We sat under Christmas lights in the warmth of evening, the sun having just drifted beyond our ken. There was no wind, no sounds from outside the high walls, nothing to indicate our location, nothing to prevent us from imagining we were home. Only an hour earlier, we had drifted in, bringing our labors to table, not expecting compliments but only happy eyes that understood we were fortunate. We had stood awkwardly among our peers with no parents, no siblings, no uncles or aunts, and waited for the table. We had spoken about American football, past celebrations and past tables, favorite recipes, all of which reminded us that our celebration had been done for hundreds of years, but perhaps not that often this way. We had stood in our walled compound and prattled on; someone had gone to get his wife who was still resting; a baby stroller and baby had been placed at the table's corner, near the desserts. And all of us had gazed up at the strange modern structure, this compound, a wizardly set of coterminous prisms, some mirror images of each other, some identical in every way except for their residents, and had smiled as another familiar person emerged from behind a column and joined us, soon to be seated at the table.

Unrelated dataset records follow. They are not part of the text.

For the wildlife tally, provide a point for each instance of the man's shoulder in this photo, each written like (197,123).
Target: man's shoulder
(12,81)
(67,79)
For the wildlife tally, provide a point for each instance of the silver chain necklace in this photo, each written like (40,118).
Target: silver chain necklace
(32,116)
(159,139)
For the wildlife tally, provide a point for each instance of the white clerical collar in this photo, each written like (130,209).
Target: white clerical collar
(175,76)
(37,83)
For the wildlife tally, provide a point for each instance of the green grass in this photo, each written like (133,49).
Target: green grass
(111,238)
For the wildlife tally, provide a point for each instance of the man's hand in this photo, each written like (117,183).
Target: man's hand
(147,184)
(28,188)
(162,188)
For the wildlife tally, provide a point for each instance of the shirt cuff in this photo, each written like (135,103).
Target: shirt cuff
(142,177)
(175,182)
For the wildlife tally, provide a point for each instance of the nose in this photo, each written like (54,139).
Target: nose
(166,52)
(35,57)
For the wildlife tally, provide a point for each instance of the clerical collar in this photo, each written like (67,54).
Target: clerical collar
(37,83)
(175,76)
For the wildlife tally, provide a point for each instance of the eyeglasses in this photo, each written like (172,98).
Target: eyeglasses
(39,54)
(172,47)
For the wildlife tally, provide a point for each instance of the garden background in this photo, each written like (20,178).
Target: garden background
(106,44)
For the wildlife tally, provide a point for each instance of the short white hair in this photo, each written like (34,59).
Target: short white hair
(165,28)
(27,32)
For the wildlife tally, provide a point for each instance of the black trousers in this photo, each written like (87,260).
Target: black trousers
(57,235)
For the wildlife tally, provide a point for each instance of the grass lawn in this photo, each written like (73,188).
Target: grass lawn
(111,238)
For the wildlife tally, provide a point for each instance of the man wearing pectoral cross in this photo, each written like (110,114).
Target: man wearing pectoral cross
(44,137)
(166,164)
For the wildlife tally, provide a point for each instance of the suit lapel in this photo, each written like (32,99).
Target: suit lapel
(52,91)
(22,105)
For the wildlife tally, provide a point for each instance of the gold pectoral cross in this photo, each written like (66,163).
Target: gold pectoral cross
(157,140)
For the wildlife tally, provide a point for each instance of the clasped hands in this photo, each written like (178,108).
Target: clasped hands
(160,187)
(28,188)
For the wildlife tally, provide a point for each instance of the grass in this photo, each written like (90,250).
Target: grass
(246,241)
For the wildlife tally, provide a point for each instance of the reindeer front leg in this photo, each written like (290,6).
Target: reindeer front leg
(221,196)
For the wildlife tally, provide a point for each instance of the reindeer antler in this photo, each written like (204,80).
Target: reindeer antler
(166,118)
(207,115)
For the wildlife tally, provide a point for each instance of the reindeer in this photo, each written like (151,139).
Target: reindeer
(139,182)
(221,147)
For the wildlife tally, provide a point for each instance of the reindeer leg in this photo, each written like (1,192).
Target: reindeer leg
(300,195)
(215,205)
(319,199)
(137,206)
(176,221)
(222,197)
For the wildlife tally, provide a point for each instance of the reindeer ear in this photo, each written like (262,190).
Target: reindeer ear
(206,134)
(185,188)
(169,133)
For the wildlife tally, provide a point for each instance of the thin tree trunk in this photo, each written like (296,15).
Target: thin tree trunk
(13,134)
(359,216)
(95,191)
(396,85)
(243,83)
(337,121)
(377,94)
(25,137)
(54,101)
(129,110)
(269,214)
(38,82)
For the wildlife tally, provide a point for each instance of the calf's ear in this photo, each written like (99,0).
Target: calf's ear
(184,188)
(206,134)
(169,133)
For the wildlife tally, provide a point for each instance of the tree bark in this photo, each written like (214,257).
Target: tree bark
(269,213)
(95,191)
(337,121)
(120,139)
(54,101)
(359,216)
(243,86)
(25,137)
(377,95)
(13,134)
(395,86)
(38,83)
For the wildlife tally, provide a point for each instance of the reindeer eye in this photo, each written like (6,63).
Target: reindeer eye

The table. What plenitude! Cups had been filled with something pink -- cranberry daiquiris, a voice said. Wine at every elbow, far more food than any of us could ever need, plates of varying size so that those who wanted more didn't have to get up again. We sat under the twinkling lights, on folding chairs, before metal tables, all procured from the plain gray building that was the United States for us and for the thousands we served. We gave thanks for our privileges, which were innumerable, including the privilege of having a part of our homeland here with us in Mexico. We looked around and remembered the people we used to sit across from in childhood, adolescence, and when we returned home for just a day or two. There is, I thought to myself, nothing more important than family. Family is home, and home is the place in your soul where you know you are safe from all evil, all chaos, all fickle desires of man.
I could not tell, I do not know, what secret gratitude each person might have concealed behind his merriment, his mouth full and busy. But I did know that each person had decided it was more important to celebrate together than apart. Seventeen of us who could easily have been lost in a city of twenty million; seventeen lives upon whom destiny had smiled. What we had assembled this warm night was a small group of colleagues and compatriots who realized that it was important to celebrate this time -- even if, every so often, we would feel that we could be elsewhere. We had been taught, on this day, to thank each other and whatever forces we believed governed our fate.
As night fell, colder and black, we knew the day was over for a year, and none of us wished to leave. And as we cleaned and moved and threw away the traces of our feast, the last time we would all be here together giving thanks, we heard a voice from across the way and beyond the walls. It was a Spanish voice greeting an event to which it was likely indifferent. There was no envy for not being invited to join our celebration, no masked resentment, nothing more than a natural human action committed for its own sake with no reward. After all, we were just Americans in Mexico giving thanks for the chain of fortuitous events that had brought us here. And giving thanks means that the reward is already ours.